For me, the greatest moment of the evening was our president’s recognition of Carryn Owens, the widow of Navy SEAL William “Ryan” Owens, who died during a Jan. 29 raid in Yemen.
Trump said Ryan Owens died “a warrior and a hero,” with Mrs. Owens looking on in the guest balcony with tears in her eyes. The audience stood with more than two minutes of applause. Trump peered up at Carryn Owens and said: “Ryan is looking down right now. You know that. And he’s very happy.”
Later on CNN, commentator Van Jones – of all people – called this an incredible moment and, amazingly, said Trump looked very presidential. Jones then added something even more amazing. He warned Democrats that they needed to get beyond this idea of doing nothing but opposing Trump, “especially when he is right.”
What? Did I hear that correctly?
I agree with Jones, who on Wednesday was catching some heat from fellow liberals for his remarks. That’s a shame.
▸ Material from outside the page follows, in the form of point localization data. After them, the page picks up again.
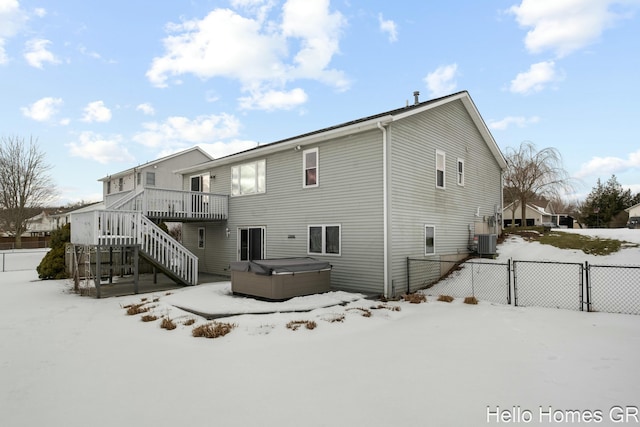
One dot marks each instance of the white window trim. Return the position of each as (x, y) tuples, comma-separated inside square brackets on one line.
[(460, 176), (304, 168), (324, 236), (444, 169), (255, 162), (424, 239), (202, 244)]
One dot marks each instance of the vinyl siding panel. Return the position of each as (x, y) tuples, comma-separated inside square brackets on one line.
[(349, 194), (415, 200)]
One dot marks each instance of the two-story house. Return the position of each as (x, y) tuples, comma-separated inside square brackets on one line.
[(417, 181)]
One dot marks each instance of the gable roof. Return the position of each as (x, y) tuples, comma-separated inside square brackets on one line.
[(362, 124), (157, 161)]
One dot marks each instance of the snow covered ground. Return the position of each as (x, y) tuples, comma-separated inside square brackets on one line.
[(67, 360)]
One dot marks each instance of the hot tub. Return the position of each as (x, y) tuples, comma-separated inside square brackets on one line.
[(280, 279)]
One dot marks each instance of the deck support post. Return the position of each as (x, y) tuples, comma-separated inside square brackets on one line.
[(98, 276), (136, 249)]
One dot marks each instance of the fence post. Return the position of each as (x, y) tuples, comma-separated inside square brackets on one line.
[(408, 276), (509, 281), (515, 286), (587, 285)]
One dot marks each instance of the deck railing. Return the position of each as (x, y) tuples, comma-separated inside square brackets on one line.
[(176, 204), (122, 228)]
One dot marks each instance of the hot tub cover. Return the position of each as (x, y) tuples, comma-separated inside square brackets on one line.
[(268, 267)]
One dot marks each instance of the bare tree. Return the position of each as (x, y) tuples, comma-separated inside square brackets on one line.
[(532, 173), (24, 183)]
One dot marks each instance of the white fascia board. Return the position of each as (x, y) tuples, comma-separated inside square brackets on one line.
[(302, 141)]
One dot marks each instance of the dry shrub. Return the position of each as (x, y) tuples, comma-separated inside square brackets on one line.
[(470, 300), (415, 298), (363, 311), (213, 330), (335, 318), (133, 309), (389, 307), (168, 324), (294, 325)]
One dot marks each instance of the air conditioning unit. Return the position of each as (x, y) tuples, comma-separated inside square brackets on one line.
[(487, 244)]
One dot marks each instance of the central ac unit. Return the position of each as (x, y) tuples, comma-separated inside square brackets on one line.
[(487, 244)]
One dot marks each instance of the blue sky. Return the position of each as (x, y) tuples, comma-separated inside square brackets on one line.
[(105, 86)]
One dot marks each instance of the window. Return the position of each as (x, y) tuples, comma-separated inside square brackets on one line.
[(324, 239), (429, 240), (310, 166), (248, 178), (201, 238), (440, 162), (151, 178)]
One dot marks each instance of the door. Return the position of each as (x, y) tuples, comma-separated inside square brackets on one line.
[(250, 243), (200, 203)]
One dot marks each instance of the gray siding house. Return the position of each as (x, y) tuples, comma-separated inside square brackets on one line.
[(419, 181), (159, 173)]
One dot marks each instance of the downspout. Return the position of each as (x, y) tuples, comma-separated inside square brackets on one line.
[(385, 230)]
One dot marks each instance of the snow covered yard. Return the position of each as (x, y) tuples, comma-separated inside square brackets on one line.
[(74, 361)]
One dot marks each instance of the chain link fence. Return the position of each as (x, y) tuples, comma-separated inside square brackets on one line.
[(21, 259), (488, 281), (548, 284), (613, 288)]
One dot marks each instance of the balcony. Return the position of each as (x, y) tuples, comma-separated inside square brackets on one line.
[(175, 205)]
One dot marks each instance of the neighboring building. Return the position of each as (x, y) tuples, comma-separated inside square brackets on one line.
[(40, 225), (418, 181), (536, 215), (633, 210), (160, 173), (634, 216)]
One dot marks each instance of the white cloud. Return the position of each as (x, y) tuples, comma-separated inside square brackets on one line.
[(102, 149), (274, 100), (599, 166), (535, 79), (146, 108), (258, 52), (565, 26), (96, 112), (513, 120), (43, 109), (179, 132), (36, 53), (389, 27), (12, 18), (442, 81)]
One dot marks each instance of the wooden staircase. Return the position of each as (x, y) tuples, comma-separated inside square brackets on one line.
[(109, 228)]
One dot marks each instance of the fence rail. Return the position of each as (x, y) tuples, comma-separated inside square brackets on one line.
[(488, 281), (573, 286)]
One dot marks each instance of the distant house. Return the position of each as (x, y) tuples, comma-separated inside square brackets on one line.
[(633, 210), (40, 225), (417, 181), (156, 174), (536, 215)]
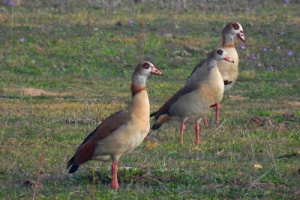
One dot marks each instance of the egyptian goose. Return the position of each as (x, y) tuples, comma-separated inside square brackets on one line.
[(121, 132), (229, 71), (194, 100)]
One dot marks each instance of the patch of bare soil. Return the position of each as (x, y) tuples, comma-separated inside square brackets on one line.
[(35, 92), (39, 92)]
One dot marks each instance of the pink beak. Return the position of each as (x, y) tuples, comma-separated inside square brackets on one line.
[(241, 36), (155, 71), (227, 58)]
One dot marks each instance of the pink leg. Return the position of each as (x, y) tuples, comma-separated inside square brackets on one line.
[(218, 106), (205, 120), (197, 133), (182, 127), (114, 169)]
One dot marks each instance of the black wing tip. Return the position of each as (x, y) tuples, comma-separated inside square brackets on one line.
[(153, 114), (74, 166), (156, 126), (73, 169)]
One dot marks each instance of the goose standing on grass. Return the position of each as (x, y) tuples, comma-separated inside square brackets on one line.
[(123, 131), (229, 71), (194, 100)]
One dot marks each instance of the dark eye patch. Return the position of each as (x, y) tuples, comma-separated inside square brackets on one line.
[(220, 52), (146, 65), (235, 26)]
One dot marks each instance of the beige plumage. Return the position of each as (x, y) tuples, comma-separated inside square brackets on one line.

Our president Tuesday night gave an optimistic, uplifting and unifying speech that could – could – ease the divisiveness and anger in our country. But I fear that many of the people that should have watched the speech didn’t watch the speech.
Many of that 50 percent of people who didn’t vote for Trump and still hate that their candidate didn’t win – and that includes many in the news media – just refused to watch.
Ironically, I suspect that most of the people who refused to watch the Trump speech would have loved the same words if spoken by the former president (maybe with the exception of that part about “building a wall” and the line about radical Islam). I’d love to see newspapers across America devote space to printing our president’s speech in its entirety, urging readers on both sides to consider what the president is urging.
The president’s speech Tuesday thrilled me because of his language and tone of hope. He reached out to Democrats to come together and work toward a great America again. The ball is their court now. I hope they, and those voters who oppose Trump, will indeed put these trivials aside and bring our country together.
Thank you, President Trump, for reminding us that we need to look forward, not fume about the past.